I recently took an Ecological Footprint Quiz for my catholic social teaching class. With my current lifestyle of driving an old inefficient car alone and eating packaged food (and fruit shipped all the way from chile), I learned that if everyone lived as I do (even as a vegetarian), there would need to be 3.1 worlds to supply the demand. Well, I plan on tomorrow being the last day I drive my car in a while. I just switched my light bulb to one of the compact fluorescent variety (and the light doesn't look any harsher, by the way). I definitely want to start shopping at Soulard farmers' market before I even think about going to the supermarket.
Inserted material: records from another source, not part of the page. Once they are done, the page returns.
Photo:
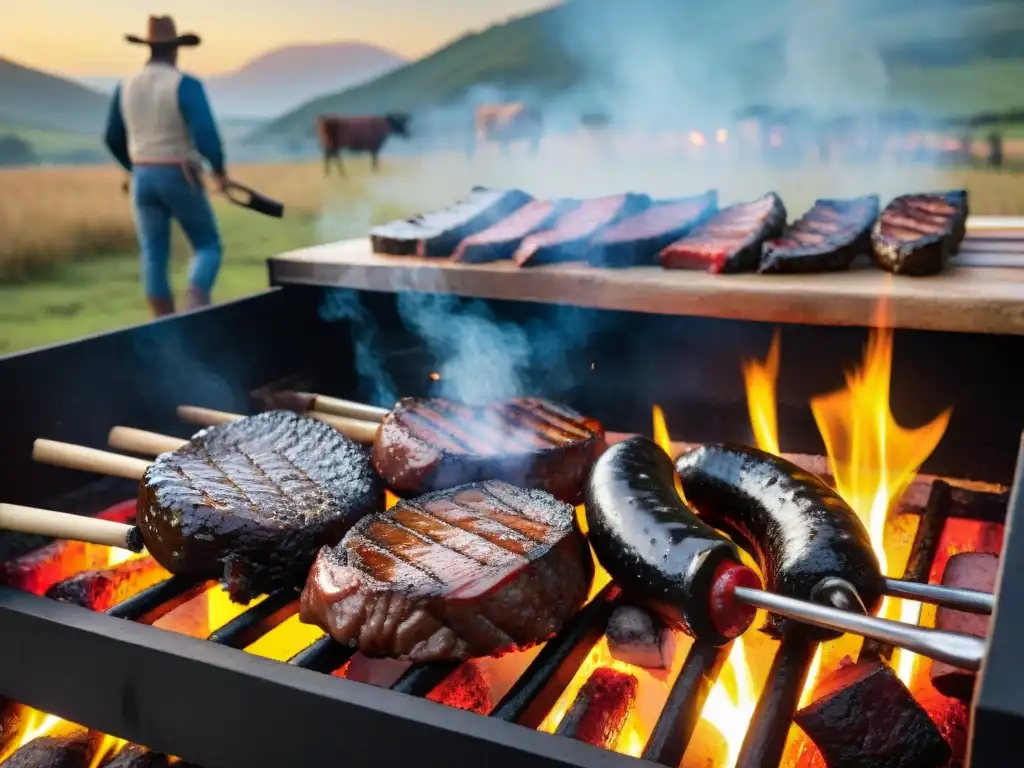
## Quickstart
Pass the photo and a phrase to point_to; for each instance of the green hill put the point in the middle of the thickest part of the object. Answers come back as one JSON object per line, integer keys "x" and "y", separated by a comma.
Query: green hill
{"x": 36, "y": 100}
{"x": 944, "y": 57}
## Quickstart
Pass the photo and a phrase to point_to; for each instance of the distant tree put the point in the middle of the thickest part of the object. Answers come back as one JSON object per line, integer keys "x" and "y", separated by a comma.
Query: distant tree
{"x": 15, "y": 151}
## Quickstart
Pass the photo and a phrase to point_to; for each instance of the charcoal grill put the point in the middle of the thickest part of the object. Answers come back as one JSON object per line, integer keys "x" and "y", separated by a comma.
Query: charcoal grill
{"x": 215, "y": 706}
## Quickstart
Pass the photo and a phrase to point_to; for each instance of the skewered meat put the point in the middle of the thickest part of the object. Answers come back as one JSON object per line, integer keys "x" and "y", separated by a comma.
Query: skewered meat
{"x": 827, "y": 238}
{"x": 438, "y": 232}
{"x": 637, "y": 240}
{"x": 251, "y": 502}
{"x": 973, "y": 570}
{"x": 430, "y": 444}
{"x": 916, "y": 233}
{"x": 730, "y": 241}
{"x": 568, "y": 239}
{"x": 864, "y": 717}
{"x": 476, "y": 570}
{"x": 801, "y": 531}
{"x": 500, "y": 240}
{"x": 658, "y": 551}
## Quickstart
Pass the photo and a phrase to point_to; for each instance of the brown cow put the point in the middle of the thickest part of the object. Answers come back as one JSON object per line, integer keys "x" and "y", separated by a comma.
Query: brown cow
{"x": 337, "y": 132}
{"x": 507, "y": 123}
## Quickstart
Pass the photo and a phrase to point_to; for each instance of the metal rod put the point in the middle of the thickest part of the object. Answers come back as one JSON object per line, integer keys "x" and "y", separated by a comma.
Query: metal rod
{"x": 765, "y": 739}
{"x": 681, "y": 713}
{"x": 971, "y": 601}
{"x": 956, "y": 649}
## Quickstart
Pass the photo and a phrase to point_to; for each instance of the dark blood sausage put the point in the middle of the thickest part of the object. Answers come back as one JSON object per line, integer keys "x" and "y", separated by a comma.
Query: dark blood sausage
{"x": 916, "y": 233}
{"x": 827, "y": 238}
{"x": 438, "y": 232}
{"x": 476, "y": 570}
{"x": 657, "y": 550}
{"x": 730, "y": 241}
{"x": 500, "y": 241}
{"x": 568, "y": 239}
{"x": 637, "y": 240}
{"x": 431, "y": 444}
{"x": 251, "y": 502}
{"x": 801, "y": 532}
{"x": 864, "y": 717}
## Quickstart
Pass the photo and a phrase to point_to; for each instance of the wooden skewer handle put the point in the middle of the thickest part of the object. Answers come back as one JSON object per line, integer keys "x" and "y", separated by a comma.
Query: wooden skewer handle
{"x": 88, "y": 460}
{"x": 73, "y": 527}
{"x": 206, "y": 417}
{"x": 358, "y": 411}
{"x": 140, "y": 441}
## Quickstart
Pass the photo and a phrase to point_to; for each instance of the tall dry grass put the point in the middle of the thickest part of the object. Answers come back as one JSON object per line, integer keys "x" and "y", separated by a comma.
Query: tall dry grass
{"x": 55, "y": 215}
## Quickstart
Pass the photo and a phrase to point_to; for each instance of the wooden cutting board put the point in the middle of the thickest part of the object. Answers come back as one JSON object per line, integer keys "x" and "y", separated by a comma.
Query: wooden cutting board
{"x": 982, "y": 292}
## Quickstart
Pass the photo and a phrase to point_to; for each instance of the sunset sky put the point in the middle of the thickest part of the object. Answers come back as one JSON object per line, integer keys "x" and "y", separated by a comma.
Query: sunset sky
{"x": 85, "y": 37}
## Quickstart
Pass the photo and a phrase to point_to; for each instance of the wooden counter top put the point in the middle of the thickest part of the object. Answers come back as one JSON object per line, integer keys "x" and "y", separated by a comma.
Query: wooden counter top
{"x": 982, "y": 292}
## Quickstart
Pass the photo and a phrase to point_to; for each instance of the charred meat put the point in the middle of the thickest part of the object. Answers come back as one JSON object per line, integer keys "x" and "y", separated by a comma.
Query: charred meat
{"x": 730, "y": 241}
{"x": 568, "y": 239}
{"x": 825, "y": 239}
{"x": 431, "y": 444}
{"x": 637, "y": 240}
{"x": 251, "y": 502}
{"x": 500, "y": 241}
{"x": 916, "y": 233}
{"x": 802, "y": 534}
{"x": 477, "y": 570}
{"x": 438, "y": 232}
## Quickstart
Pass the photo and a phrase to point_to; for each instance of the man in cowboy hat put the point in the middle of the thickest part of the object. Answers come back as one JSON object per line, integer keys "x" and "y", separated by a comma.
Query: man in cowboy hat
{"x": 159, "y": 128}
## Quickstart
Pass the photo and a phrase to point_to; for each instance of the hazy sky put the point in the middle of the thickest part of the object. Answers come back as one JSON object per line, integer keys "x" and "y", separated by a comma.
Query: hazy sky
{"x": 85, "y": 37}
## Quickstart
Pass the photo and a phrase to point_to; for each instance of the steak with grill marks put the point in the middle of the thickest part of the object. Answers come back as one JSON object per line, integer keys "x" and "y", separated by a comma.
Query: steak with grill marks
{"x": 251, "y": 502}
{"x": 476, "y": 570}
{"x": 827, "y": 238}
{"x": 438, "y": 232}
{"x": 730, "y": 241}
{"x": 916, "y": 233}
{"x": 430, "y": 444}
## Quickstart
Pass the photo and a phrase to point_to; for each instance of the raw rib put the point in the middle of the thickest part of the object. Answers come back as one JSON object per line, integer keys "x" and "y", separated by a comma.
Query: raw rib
{"x": 431, "y": 444}
{"x": 476, "y": 570}
{"x": 730, "y": 241}
{"x": 827, "y": 238}
{"x": 438, "y": 232}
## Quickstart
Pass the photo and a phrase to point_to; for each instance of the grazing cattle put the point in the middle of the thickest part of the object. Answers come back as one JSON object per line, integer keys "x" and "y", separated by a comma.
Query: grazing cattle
{"x": 337, "y": 132}
{"x": 508, "y": 123}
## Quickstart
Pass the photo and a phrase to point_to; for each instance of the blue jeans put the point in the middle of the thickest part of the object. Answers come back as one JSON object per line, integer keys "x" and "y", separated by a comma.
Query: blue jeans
{"x": 159, "y": 195}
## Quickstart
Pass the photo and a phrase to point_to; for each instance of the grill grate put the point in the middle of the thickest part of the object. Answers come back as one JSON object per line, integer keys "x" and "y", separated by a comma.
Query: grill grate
{"x": 539, "y": 687}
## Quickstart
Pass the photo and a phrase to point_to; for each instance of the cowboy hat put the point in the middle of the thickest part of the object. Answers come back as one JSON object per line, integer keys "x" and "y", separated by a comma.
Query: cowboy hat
{"x": 162, "y": 31}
There will always be room for growth in this area, especially in our earthwrecking culture.

The idea that women need to shave their body hair is widely accepted as fact. This, despite the fact that it only became the fashion early to mid 20th century. It was a fashion! Those are supposed to be transient. But women have received the message that if they don't shave, they are (for some reason) ugly (in all their splendid naturalness). Of course, it could quite possibly just be a personal preference for some women, but if their actions are soley based on society's dictation of what is beautiful and what is not, then I don't think that is a healthy behavior. On the rare occasion that I see a woman with unshorn armpits, I am filled with respect for her confidence in her womanhood. Hair, after all, is a sign of maturity.


So those are just a few countercultural views I've been jonesin' to share for a while. It certainly has been a while (a month even?). There's something about the end of a school year that isn't conducive to blogging (see 2004 archives at this time of year for further proof). I believe I'm past the worst of it now. I guess we'll have to see what college brings to challenge the future of this blog. But that's not for another few months.